Finance Minister Dr Yubaraj Khatiwada presented the budget of Rs 1,474.64 billion for the upcoming fiscal in the parliament without clarifying how it would help steer the path to prosperity that the government has promised. Dr. Khatiwada—who has spent most of his time since his retirement from the Nepal Rastra Bank (NRB) drafting election manifestos of Nepal Communist Party (NCP) (then CPN-UML)—has a knack for revenue collection and dealing with development partners.
Unfortunately, he lacks a political constituency, the most critical ingredient a finance minister needs to be bold enough to tell elected MPs how he wants to steer the economy in times of an unprecedented crisis. No surprise then that the new budget is hopelessly traditional, and without any good program to tackle the challenges created by Covid-19 ‘lockdown’ in the economy and in people’s lives.
Dr Khatiwada has projected 7 percent growth for the upcoming fiscal. But the reason behind his optimism is misplaced. He says such a growth is feasible as he is ‘confident’ the economy would again gain its vibrancy when the lockdown is lifted. Unfortunately, people do not share that ‘confidence’ as they are already short of cash to buy two meals a day. Small and medium enterprises (SMEs) or big corporate houses, they are all struggling to provide even minimum pay to their employees. The informal sector, meanwhile, has been decimated by the lockdown.
This Covid-19 crisis could have been exploited a lot better. This time could have been used to initiate bold reform agendas in health, education, and agriculture. Our public health system is already overwhelmed with just over 2,500 corona-infected cases. The government has allocated Rs 90.69 billion for health, which is much more compared to allocations in previous years. Yet there is no clarity on how this money will be spent.
Agriculture has gotten Rs 41.40 billion, along with subsidies in the procurement of chemical fertilizers. Moreover, this sector falls under the government’s flagship ‘Prime Minister Agriculture Modernization Project (PMAMP), which alone is worth some Rs 3.22 billion. The budget has announced ‘one local government, one product’ policy under this project. But there has been no study to find out which local government has a comparative advantage in which product. In this regard, the project may result in haphazard investments of scarce resources in the production of agricultural products that cannot be marketed.

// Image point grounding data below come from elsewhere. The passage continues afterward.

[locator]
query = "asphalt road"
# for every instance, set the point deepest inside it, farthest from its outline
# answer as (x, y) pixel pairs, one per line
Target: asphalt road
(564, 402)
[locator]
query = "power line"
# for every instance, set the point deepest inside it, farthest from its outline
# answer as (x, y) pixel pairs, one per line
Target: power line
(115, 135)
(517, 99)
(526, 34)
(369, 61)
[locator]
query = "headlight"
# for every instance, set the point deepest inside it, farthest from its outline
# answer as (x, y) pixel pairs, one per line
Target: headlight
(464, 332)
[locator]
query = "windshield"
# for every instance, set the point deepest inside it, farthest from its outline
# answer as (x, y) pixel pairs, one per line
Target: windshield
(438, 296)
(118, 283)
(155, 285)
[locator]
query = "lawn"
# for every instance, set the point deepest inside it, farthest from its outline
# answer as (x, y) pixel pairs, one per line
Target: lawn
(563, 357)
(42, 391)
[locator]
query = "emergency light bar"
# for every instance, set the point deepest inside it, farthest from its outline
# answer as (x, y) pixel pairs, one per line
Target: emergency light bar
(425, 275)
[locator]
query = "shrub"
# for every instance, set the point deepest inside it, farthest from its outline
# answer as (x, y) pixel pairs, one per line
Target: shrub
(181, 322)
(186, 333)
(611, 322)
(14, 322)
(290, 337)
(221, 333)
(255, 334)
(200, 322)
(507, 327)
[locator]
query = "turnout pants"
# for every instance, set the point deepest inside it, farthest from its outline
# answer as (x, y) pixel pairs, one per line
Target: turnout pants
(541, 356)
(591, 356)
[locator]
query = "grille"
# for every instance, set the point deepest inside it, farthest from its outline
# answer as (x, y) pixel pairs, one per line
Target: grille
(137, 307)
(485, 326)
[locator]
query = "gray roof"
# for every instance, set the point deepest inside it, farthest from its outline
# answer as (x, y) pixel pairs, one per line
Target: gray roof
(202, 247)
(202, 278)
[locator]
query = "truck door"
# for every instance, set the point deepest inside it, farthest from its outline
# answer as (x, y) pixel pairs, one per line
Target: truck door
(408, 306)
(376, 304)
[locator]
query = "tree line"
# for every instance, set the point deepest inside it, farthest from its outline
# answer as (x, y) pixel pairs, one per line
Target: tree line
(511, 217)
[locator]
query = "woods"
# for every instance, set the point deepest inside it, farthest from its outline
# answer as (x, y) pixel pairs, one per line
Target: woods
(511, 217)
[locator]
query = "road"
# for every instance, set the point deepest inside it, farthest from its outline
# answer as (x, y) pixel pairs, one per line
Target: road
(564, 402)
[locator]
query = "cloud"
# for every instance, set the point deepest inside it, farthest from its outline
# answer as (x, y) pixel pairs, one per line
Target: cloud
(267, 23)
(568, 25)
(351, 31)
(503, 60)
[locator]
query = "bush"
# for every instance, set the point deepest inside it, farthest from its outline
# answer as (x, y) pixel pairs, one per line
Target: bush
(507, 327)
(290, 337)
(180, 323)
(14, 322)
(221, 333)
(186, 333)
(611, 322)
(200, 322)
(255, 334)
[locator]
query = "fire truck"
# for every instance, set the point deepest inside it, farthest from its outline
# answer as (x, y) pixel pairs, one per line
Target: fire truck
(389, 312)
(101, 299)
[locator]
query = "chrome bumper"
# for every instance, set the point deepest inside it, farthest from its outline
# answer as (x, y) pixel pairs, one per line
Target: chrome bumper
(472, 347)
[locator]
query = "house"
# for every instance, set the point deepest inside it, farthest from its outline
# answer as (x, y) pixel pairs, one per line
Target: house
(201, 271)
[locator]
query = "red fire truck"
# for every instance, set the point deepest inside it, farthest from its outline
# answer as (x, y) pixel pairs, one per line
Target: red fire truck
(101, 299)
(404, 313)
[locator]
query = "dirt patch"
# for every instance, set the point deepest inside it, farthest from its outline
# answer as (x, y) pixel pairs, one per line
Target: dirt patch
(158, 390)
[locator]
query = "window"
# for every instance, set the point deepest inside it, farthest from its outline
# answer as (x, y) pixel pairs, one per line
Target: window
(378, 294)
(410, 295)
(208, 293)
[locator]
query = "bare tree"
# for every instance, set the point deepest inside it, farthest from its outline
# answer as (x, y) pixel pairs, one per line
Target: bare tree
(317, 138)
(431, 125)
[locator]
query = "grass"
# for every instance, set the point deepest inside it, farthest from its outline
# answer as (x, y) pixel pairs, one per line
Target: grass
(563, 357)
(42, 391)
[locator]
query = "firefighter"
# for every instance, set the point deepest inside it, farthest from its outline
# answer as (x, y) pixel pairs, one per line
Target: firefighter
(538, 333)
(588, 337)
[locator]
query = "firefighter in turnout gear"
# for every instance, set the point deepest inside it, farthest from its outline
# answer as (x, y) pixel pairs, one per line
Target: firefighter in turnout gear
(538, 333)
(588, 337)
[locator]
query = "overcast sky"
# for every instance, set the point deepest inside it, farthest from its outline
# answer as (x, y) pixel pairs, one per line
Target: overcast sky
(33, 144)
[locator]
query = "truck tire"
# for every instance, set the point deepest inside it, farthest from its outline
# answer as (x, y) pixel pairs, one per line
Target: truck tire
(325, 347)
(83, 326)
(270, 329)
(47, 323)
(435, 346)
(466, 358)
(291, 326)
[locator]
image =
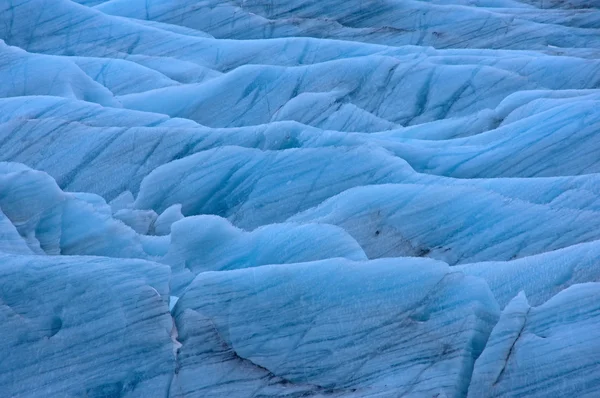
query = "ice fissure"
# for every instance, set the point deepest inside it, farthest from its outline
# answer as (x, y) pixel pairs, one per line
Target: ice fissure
(292, 198)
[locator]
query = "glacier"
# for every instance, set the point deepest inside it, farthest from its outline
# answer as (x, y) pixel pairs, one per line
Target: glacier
(251, 198)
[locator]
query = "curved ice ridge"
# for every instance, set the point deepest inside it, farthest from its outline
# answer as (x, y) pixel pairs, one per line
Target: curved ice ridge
(299, 198)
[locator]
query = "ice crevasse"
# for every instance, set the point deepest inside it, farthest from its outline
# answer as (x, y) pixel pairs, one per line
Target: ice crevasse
(299, 198)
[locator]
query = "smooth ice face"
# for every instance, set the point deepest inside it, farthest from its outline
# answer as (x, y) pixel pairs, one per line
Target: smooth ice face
(209, 243)
(396, 326)
(550, 350)
(84, 326)
(299, 198)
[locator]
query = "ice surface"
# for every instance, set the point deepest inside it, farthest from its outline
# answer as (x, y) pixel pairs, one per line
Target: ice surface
(299, 198)
(340, 325)
(544, 351)
(84, 326)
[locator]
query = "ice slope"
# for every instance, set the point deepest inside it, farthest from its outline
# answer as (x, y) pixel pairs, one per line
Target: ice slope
(335, 198)
(532, 348)
(346, 327)
(84, 326)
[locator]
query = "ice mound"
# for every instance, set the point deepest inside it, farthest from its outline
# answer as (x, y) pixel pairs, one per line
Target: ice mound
(334, 198)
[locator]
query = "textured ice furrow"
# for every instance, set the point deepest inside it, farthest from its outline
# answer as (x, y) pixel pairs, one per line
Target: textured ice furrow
(84, 326)
(532, 348)
(542, 276)
(319, 302)
(345, 136)
(452, 224)
(388, 22)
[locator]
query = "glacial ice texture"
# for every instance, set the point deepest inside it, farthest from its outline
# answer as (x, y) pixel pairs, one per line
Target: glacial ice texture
(337, 198)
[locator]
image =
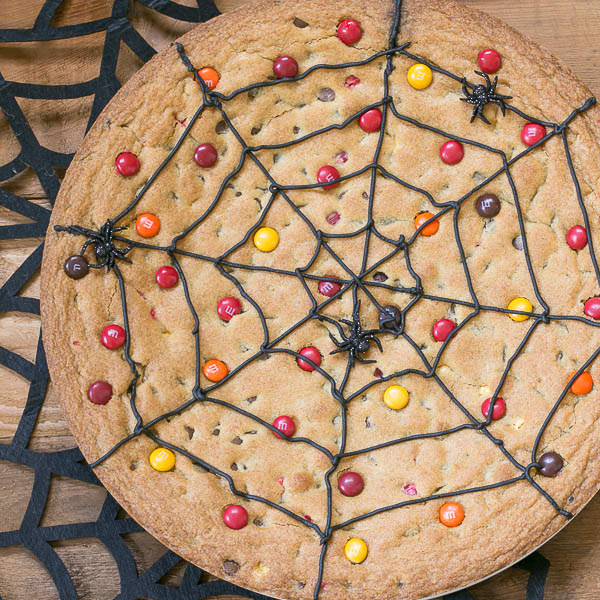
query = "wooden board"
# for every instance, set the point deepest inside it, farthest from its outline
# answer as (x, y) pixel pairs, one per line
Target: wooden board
(569, 28)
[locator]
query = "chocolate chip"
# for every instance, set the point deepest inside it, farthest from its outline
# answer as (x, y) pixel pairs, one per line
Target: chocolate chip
(326, 95)
(518, 243)
(390, 317)
(230, 567)
(76, 266)
(487, 205)
(550, 464)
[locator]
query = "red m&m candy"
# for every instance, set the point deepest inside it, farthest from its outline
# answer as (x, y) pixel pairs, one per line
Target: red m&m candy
(577, 237)
(327, 173)
(311, 353)
(442, 329)
(349, 31)
(499, 408)
(228, 307)
(592, 308)
(329, 288)
(205, 155)
(127, 164)
(113, 337)
(100, 392)
(489, 61)
(452, 152)
(235, 517)
(167, 277)
(371, 120)
(284, 424)
(285, 66)
(532, 133)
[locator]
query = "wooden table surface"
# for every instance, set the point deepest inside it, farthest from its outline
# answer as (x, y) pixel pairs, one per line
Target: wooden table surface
(570, 28)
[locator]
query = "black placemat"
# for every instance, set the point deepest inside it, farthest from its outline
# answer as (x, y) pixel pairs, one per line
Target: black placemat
(109, 528)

A total of Rs 150 billion has been allocated to support businesses severely affected by the lockdown. Another fund of Rs 50 billion will give them subsidized loans. Since the NRB will manage these funds, an enormous volume of paperwork will be needed to be eligible for them, a big challenge for SMEs. So there is room for doubt if these funds will really support SMEs. Industries will have to make a significant investment in covering the health of their workers, increasing the cost of production, and making the products less competitive.
Another program projected as a game-changer is the Prime Minister Employment Program (PMEP), which gets Rs 11.60 billion. This program aims to create 200,000 new jobs. But the program has been tainted with allegations of corruption. There is a risk of this money being funneled to local level party cadres.

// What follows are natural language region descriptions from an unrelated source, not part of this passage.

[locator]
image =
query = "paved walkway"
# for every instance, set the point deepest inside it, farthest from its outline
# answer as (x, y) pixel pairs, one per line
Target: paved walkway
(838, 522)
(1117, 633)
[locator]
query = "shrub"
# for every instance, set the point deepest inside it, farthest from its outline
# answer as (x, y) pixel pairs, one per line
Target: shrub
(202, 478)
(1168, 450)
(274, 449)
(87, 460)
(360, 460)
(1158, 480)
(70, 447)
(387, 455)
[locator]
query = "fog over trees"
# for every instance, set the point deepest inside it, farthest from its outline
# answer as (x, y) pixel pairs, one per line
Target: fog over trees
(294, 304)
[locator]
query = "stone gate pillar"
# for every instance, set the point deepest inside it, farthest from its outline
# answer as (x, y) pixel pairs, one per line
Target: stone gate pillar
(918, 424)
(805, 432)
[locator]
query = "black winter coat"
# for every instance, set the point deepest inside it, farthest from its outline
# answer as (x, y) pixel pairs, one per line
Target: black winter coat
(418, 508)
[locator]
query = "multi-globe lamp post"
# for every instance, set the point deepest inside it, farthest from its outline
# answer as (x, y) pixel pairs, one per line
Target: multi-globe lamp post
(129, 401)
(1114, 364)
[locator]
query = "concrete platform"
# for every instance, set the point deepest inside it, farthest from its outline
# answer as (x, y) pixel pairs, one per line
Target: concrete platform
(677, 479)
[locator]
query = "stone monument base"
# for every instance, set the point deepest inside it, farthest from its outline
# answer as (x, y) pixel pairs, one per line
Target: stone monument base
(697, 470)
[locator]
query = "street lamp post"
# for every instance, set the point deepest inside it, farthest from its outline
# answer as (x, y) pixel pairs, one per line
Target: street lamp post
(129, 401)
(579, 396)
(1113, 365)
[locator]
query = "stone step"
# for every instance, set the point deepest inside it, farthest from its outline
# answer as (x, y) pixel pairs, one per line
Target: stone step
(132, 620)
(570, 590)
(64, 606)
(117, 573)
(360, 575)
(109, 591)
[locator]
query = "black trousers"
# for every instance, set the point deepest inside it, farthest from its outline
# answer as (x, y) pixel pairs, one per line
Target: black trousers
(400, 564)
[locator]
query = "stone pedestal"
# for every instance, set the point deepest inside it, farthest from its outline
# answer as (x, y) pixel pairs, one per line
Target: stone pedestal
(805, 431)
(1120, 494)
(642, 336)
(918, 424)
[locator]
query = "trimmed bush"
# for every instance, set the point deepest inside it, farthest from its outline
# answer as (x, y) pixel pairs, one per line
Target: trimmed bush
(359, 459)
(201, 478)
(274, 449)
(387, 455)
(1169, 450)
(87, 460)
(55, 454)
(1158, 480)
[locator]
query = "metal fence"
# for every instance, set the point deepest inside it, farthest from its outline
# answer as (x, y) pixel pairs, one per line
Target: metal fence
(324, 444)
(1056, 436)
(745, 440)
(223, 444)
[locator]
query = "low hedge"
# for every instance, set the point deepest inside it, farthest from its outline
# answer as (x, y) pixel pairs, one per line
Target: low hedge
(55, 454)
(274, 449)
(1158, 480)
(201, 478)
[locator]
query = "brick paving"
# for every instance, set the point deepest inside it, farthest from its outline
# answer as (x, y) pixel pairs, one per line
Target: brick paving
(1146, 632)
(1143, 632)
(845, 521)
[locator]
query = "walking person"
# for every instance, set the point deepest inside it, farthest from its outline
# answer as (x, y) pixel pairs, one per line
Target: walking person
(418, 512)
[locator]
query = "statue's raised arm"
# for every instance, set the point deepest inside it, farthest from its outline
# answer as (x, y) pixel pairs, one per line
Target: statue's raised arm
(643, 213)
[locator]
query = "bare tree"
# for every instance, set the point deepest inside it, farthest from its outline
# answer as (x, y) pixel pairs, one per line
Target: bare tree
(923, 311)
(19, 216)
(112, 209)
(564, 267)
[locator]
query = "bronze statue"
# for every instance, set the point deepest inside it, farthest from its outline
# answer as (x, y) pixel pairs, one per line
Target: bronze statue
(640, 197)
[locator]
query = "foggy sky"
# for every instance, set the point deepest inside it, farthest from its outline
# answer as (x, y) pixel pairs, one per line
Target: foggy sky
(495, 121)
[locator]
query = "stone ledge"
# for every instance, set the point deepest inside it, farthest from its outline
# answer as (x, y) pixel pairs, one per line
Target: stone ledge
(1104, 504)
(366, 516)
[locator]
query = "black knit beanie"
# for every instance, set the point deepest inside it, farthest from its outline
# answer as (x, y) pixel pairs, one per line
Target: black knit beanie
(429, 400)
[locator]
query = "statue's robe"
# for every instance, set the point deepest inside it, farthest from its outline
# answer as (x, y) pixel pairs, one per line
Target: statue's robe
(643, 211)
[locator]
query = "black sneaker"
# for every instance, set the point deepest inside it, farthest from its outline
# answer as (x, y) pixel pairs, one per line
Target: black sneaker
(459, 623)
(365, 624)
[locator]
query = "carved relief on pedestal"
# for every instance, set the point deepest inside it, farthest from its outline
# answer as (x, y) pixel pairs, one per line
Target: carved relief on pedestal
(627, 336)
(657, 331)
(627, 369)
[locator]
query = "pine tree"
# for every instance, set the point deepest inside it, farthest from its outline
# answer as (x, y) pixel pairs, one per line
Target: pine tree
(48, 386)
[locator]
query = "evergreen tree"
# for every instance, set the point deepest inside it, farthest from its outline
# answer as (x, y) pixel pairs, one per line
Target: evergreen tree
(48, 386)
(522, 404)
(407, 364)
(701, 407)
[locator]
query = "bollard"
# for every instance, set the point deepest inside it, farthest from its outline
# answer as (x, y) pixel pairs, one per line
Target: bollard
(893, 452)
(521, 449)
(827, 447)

Overall, most programs are similar to those in previous budgets, as if the pre- and post-corona ground realities are the same. The government could have helped the private sector steer through the crisis through tax policy reforms.
Tourism will suffer in the foreseeable future, as tourists won’t risk travel to a country with a weak health system. As Nepal cannot rely on tourism anymore, it must bank on some other sector as the foundation of the country’s future growth. As most farmers continue to practice subsistence agriculture, this is also not the sector that can support robust growth.

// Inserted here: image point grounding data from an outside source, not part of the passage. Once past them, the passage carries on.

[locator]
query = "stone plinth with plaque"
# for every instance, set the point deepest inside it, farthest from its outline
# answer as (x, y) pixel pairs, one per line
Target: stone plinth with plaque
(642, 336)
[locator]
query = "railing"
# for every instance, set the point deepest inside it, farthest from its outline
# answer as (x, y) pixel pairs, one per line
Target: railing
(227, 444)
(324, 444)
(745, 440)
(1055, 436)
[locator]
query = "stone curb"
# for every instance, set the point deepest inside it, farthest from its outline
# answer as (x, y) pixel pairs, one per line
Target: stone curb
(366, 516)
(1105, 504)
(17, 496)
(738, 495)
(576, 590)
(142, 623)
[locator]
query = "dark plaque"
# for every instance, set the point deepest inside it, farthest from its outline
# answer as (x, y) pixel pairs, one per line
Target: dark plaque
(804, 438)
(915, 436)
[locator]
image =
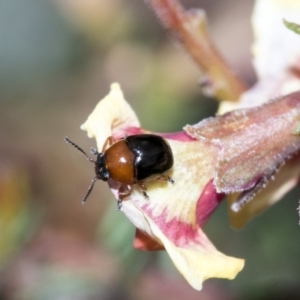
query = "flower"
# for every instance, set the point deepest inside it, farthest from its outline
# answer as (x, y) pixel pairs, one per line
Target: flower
(173, 215)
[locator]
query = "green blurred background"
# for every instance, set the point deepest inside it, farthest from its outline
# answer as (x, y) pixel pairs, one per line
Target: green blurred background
(57, 59)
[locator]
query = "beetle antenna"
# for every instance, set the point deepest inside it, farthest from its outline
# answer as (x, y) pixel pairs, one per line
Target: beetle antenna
(89, 189)
(79, 149)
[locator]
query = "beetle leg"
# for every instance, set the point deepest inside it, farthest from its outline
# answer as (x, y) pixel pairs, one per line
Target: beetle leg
(165, 178)
(144, 189)
(123, 192)
(109, 141)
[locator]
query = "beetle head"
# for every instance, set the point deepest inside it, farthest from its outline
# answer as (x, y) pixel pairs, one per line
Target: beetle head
(100, 168)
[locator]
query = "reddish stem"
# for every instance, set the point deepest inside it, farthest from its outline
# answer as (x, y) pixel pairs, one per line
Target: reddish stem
(190, 30)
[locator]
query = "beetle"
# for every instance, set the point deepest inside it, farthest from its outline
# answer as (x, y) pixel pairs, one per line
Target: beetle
(130, 161)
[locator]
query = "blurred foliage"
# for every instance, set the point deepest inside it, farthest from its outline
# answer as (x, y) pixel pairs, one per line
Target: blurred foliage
(57, 59)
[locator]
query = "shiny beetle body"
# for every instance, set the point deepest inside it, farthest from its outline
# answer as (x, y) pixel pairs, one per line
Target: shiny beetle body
(132, 160)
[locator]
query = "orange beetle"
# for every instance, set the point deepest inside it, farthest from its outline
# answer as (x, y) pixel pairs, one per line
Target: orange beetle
(131, 160)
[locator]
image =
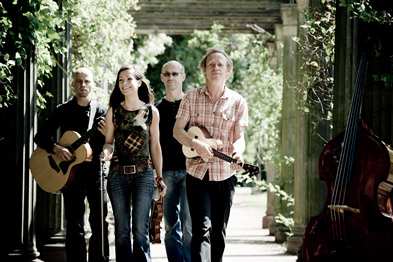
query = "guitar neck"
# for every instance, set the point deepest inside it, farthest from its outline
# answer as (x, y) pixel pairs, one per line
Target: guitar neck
(223, 156)
(83, 139)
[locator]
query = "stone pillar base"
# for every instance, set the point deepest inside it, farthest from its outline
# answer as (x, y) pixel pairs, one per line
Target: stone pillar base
(267, 220)
(293, 244)
(29, 255)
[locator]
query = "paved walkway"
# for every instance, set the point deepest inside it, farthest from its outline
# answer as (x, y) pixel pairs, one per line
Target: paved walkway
(246, 240)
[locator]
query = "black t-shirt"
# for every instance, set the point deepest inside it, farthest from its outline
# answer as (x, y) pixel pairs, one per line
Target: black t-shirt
(70, 116)
(172, 154)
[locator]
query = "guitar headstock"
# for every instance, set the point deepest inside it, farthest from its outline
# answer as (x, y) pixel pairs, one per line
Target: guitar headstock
(252, 170)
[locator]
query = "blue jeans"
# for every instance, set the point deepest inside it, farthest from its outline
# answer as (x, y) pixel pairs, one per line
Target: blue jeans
(177, 217)
(122, 190)
(87, 184)
(210, 205)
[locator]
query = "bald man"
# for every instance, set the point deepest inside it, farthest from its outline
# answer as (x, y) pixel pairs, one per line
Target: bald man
(79, 114)
(176, 213)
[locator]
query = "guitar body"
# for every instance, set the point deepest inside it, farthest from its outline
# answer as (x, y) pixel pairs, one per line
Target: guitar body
(202, 135)
(50, 172)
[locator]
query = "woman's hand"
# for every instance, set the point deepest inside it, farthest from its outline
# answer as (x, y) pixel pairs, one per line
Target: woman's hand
(107, 152)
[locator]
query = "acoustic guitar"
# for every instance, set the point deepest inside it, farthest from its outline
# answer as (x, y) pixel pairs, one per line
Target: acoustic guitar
(203, 135)
(53, 174)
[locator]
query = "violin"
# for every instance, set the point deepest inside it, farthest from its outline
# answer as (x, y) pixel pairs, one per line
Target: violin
(156, 214)
(354, 165)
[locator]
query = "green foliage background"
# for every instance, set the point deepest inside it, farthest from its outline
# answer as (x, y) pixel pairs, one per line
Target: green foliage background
(104, 39)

The only other growth avenue is technology. It could have allowed firms registered in other countries to bid for business in Nepal, as there is little chance that a Kathmandu-based firm will win an international bid. That could have set the foundation of a technology-driven, advanced economy.
In a nutshell, this budget’s scope is limited to sustaining the state apparatus and supporting ruling party politics.